It rained for most of the month I spent in Paris. Summer 2012. Soft-lipped rain, grey skies, a sneaky wind. I hadn’t anticipated this, so I didn’t pack enough pants and sweaters. The contents of my suitcase was made up of feminine blouses without sleeves, patterned skirts, sundresses, all of which I envisioned wearing on jaunts through a sunny Avenue Saint Germain. The only sweater I brought with me was a blue Calvin Klein cardigan that belonged to the boy I was sleeping with at the time, who I thought was mostly boring, but grew attached to over time for reasons I didn’t understand.

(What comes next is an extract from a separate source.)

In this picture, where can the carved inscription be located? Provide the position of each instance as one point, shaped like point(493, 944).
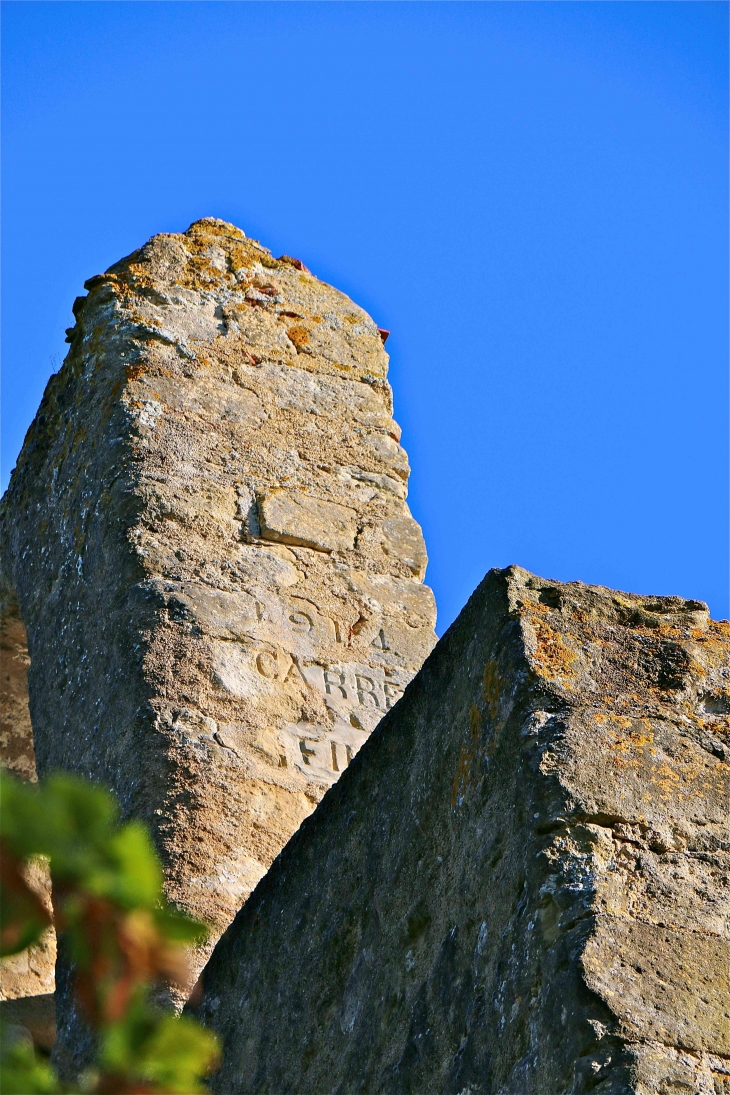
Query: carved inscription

I was nineteen. What did I know? I cringe now when I see photos of me in Paris wearing that sweater, everywhere from the top of the Arc de Triomphe to the Rodin Gardens.

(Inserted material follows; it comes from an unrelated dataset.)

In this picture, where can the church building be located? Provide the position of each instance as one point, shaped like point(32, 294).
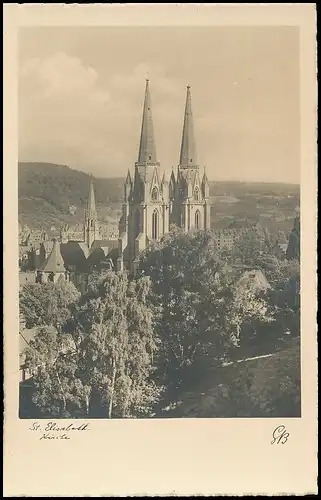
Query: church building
point(152, 201)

I had chopped most of my hair off before coming and I ate a crepe almost every day from the crepe stand next to my apartment building. I still found Paris beautiful in the rain, which I considered a marker of a great city—if you love it in the rain, then it must be truly magical. Sometimes I longed for warm afternoons reading outside at the sidewalk café I frequented near my student housing, but I was also content on the occasional blue noon, inside said coffee shop in the 11th, reading James Baldwin for our class as the slowness of the city enveloped me.

I was elated to use my French for the first time in a couple of years, and my heart swelled when Parisians asked me if I was a Spaniard—surely an American would never speak such perfect French, they exclaimed.  (But I do, I thought quietly.)

I also took note of the fact that when my classmates and I traveled together, I, along with the Asian and African American women, received the most unwanted attention from passersby, usually accompanied with racialized dénouements. I awkwardly translated “delicious Chinawoman” to my Korean classmate and “chocolate queen” to my African-American ones.

“Wow, you guys are so popular here!” exclaimed my classmate.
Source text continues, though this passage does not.